18 Warehouses completed under agric programme to improve food security

Eighteen warehouses partly financed by the Ghana Commercial Agriculture Programme (GCAP) to improve food security in the country have been completed.

While some are already in use, others are receiving finishing touches and will be ready for use during this year’s farming season.

Sixteen of the storage facilities are located in the three regions of the north with the two others in the south.
apacity and cost
One of the new completed warehouses at the Kukobilla Nasia farms in the Savelugu-Nanton District of the Northern Region
The facilities, with the capacity to hold in total 16,220 tonnes of grains and cereals, are part of efforts to improve food security and reduce post-harvest losses.

The warehouses, which in total cost $1,387,350 and have capacities ranging from 120 to 5,000 tonnes, are located at Shai Osudoku, North Tongu, Builsa North, Tolon, Bawku West, Sisala East, Yendi, Savelugu Nanton, Kasena-Nankana and Chereponi districts, Bawku West and Bolgatanga municipalities and the Tamale Metropolis. 
 
The construction of the warehouses comes at a time the government plans to build warehouses in all 216 metropolitan, municipal and district assemblies to provide storage capacity for the tonnes of food expected from the Planting for Food and Jobs Programme.

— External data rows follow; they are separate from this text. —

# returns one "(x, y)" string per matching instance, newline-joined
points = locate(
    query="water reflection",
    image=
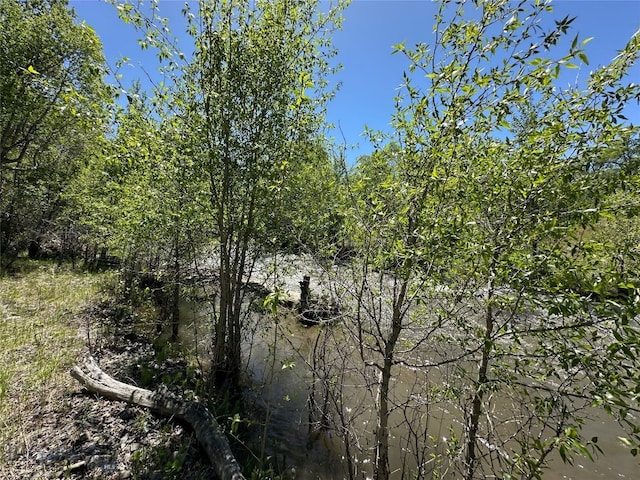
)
(279, 371)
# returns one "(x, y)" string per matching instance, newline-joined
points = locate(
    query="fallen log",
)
(195, 414)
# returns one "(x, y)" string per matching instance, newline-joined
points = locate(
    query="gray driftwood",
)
(195, 414)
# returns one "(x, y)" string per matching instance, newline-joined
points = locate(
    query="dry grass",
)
(39, 336)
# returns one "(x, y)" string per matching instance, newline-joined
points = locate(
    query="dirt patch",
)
(71, 433)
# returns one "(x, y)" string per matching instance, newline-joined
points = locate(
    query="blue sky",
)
(371, 74)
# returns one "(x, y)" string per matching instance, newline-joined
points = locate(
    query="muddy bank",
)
(74, 434)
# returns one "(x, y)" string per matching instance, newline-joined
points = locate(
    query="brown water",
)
(278, 389)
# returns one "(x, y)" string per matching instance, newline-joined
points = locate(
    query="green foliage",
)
(51, 112)
(472, 224)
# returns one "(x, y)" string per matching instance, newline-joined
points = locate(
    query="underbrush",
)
(40, 307)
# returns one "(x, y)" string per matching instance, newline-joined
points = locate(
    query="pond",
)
(279, 378)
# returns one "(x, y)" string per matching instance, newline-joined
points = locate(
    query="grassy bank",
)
(40, 336)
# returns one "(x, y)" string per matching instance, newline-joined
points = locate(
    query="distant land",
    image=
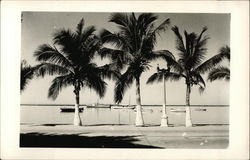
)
(147, 105)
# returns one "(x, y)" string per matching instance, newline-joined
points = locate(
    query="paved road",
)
(127, 136)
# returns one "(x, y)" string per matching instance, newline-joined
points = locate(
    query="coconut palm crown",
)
(220, 72)
(71, 58)
(190, 65)
(132, 50)
(27, 73)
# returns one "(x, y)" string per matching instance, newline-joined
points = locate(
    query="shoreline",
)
(123, 136)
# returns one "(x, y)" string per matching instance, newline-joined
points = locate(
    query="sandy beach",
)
(124, 136)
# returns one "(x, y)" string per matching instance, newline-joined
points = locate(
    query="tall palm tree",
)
(190, 65)
(132, 50)
(71, 59)
(27, 73)
(220, 72)
(163, 75)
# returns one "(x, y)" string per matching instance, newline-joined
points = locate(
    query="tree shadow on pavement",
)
(36, 139)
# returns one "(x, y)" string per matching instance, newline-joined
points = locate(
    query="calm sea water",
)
(94, 116)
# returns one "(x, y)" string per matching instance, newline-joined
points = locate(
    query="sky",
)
(38, 28)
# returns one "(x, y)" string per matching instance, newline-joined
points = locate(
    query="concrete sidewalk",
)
(208, 136)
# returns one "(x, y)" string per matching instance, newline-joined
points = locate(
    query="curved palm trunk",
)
(77, 118)
(188, 111)
(164, 118)
(139, 118)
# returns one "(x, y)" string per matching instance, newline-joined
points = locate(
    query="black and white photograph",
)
(126, 80)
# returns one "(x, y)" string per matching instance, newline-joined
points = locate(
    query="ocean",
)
(32, 114)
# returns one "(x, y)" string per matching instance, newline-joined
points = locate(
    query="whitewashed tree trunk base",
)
(139, 118)
(164, 118)
(77, 118)
(188, 117)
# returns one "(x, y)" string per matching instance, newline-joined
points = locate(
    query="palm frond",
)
(162, 27)
(87, 33)
(58, 83)
(213, 61)
(95, 82)
(80, 27)
(109, 71)
(47, 53)
(50, 69)
(179, 41)
(219, 73)
(67, 40)
(172, 76)
(27, 73)
(119, 18)
(114, 39)
(156, 77)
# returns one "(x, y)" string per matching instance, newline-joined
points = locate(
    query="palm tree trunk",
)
(139, 118)
(188, 111)
(164, 118)
(77, 118)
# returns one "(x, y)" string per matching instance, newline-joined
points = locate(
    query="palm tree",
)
(132, 50)
(164, 75)
(27, 73)
(189, 66)
(220, 72)
(71, 59)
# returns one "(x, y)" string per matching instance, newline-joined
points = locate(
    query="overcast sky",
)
(38, 27)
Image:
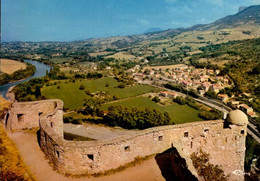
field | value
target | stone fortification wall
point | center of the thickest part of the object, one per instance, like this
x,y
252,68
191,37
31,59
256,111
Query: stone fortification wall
x,y
23,115
224,143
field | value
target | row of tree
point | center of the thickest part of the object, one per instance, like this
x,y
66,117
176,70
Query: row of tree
x,y
134,118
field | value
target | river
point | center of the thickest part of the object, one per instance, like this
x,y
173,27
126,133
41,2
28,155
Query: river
x,y
40,72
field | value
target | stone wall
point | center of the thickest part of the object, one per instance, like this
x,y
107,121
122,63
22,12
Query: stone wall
x,y
23,115
224,143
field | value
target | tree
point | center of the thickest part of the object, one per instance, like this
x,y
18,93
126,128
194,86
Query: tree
x,y
81,87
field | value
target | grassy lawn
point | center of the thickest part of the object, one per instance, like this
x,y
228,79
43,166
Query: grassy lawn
x,y
73,97
178,113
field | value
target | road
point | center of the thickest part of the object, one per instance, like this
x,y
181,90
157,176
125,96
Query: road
x,y
251,128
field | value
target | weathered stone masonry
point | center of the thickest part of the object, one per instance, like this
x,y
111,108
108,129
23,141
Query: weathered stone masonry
x,y
225,142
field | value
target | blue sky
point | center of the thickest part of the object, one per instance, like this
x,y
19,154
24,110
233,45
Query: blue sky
x,y
67,20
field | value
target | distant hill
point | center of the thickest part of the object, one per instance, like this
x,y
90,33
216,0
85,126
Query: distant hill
x,y
152,30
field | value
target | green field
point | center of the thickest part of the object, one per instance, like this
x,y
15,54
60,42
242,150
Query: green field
x,y
74,98
178,113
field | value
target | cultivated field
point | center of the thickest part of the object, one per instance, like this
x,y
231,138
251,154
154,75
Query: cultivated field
x,y
178,113
10,66
74,98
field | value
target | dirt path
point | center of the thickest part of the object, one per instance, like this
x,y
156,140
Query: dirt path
x,y
34,158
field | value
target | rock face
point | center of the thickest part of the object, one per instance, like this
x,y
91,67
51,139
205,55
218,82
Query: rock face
x,y
223,140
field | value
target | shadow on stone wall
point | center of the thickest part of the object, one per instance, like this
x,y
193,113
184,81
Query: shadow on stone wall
x,y
173,167
39,137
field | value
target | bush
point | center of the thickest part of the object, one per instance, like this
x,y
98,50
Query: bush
x,y
121,86
180,100
205,169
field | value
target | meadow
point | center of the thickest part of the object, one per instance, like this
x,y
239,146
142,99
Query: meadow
x,y
74,98
10,66
178,113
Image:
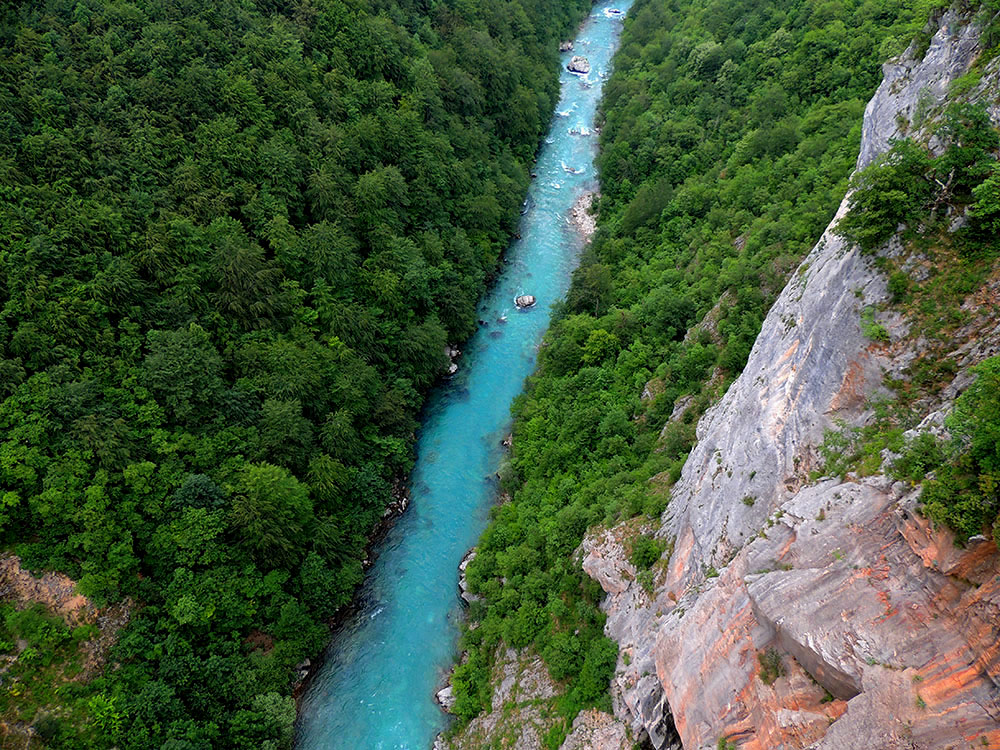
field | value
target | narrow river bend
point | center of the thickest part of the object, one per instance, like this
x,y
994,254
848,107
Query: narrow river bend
x,y
376,688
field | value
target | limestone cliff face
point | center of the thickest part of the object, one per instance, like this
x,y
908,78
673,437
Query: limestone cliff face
x,y
879,631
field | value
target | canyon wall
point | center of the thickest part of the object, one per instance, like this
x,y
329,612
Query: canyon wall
x,y
826,614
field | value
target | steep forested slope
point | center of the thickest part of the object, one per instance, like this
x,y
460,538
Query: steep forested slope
x,y
730,132
235,238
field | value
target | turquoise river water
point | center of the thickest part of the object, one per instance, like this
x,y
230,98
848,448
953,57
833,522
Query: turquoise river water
x,y
376,688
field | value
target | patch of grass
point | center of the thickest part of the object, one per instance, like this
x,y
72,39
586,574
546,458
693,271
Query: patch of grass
x,y
771,666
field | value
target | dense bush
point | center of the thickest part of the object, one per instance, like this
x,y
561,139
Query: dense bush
x,y
235,238
907,186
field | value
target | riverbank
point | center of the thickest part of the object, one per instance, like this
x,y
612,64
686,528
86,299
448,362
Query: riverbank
x,y
391,653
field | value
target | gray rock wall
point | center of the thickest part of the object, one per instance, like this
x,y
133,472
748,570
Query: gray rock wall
x,y
839,587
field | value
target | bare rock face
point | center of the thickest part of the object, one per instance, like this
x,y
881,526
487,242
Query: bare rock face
x,y
820,615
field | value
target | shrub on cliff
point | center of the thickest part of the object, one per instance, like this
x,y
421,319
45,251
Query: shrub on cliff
x,y
966,493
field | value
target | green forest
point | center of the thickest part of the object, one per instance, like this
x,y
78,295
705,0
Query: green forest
x,y
235,239
730,131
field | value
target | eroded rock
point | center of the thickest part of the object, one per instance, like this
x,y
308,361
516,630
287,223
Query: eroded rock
x,y
824,615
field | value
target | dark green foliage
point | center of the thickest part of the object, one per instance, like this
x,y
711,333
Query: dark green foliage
x,y
966,493
892,191
235,238
645,551
729,134
907,186
771,667
923,455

GCAP is a Ministry of Agriculture project jointly funded by the World Bank and the United States Agency for International Development (USAID) to develop agriculture in Ghana in line with the country’s efforts at poverty reduction and ensuring food security by promoting inclusive commercial farming along selected commodity value chains.

According to figures from the Ministry of Food and Agriculture, although the country currently produces more than 1.3 million tonnes of maize, it only has the capacity to store about 80,000 tonnes.

Farmers are sometimes compelled to leave their produce on the farm when their barns become full, leading to post-harvest losses.

During a recent tour of some of the project sites in the Savannah Accelerated Development Authority (SADA) Zone by officials of GCAP, it was realised that some of the warehouses had begun storing produce; and their owners described the GCAP support as timely.

 Useful

At Sambologa in the Bawku West District in the Upper East Region, bags of maize lined up in a warehouse that belongs to Ariku Farms.

The Chief Executive Officer of Ariku Farms, Mr Martin Akudugu Ariku, was among the 31 first call grantees who received GCAP support for projects and activities, including quality land development, irrigation systems, water management systems, warehouses, mills, pack houses, feeder roads, electricity/power connections and capacity building of smallholder/outgrower farmers working with the applying nucleus farmers.

 Mr Ariku, whose company supports almost 1,000 outgrowers, told the Daily Graphic that the GCAP support “has been very useful. I used to have a small warehouse about 80 metric tonnes but with the help of GCAP, I have been able to put up about 600 metric tonnes warehouse.”

“Initially, it was supposed to be 400 metric tonnes but we have been able to turn it into 600 metric tonnes capacity. The outgrowers bring their produce here for storage so that during the lean season like now, they can sell it for better price,” he stated.

The warehouse also stores bags of certified seeds that are sold to farmers.

The grants were awarded to the beneficiaries to help them spur the growth of their agribusinesses by addressing their self-identified crippling constraints.

Mr Ariku’s counterpart in the Tamale Metropolis, Mr Danumin Subiniman, whose project, a 5,000 tonnes capacity warehouse, is near completion, also commended GCAP for the support which contributed to financing the project. 

He, however, said a lot of public education needed to be done to ensure that farmers in the northern part of the country who were used to keeping their produce at home saw the facilities as necessary for cutting down their post-harvest losses.

The project’s model is to promote and facilitate the transfer of modern farming practices, knowledge and technology from nucleus agribusinesses to their smallholder outgrowers.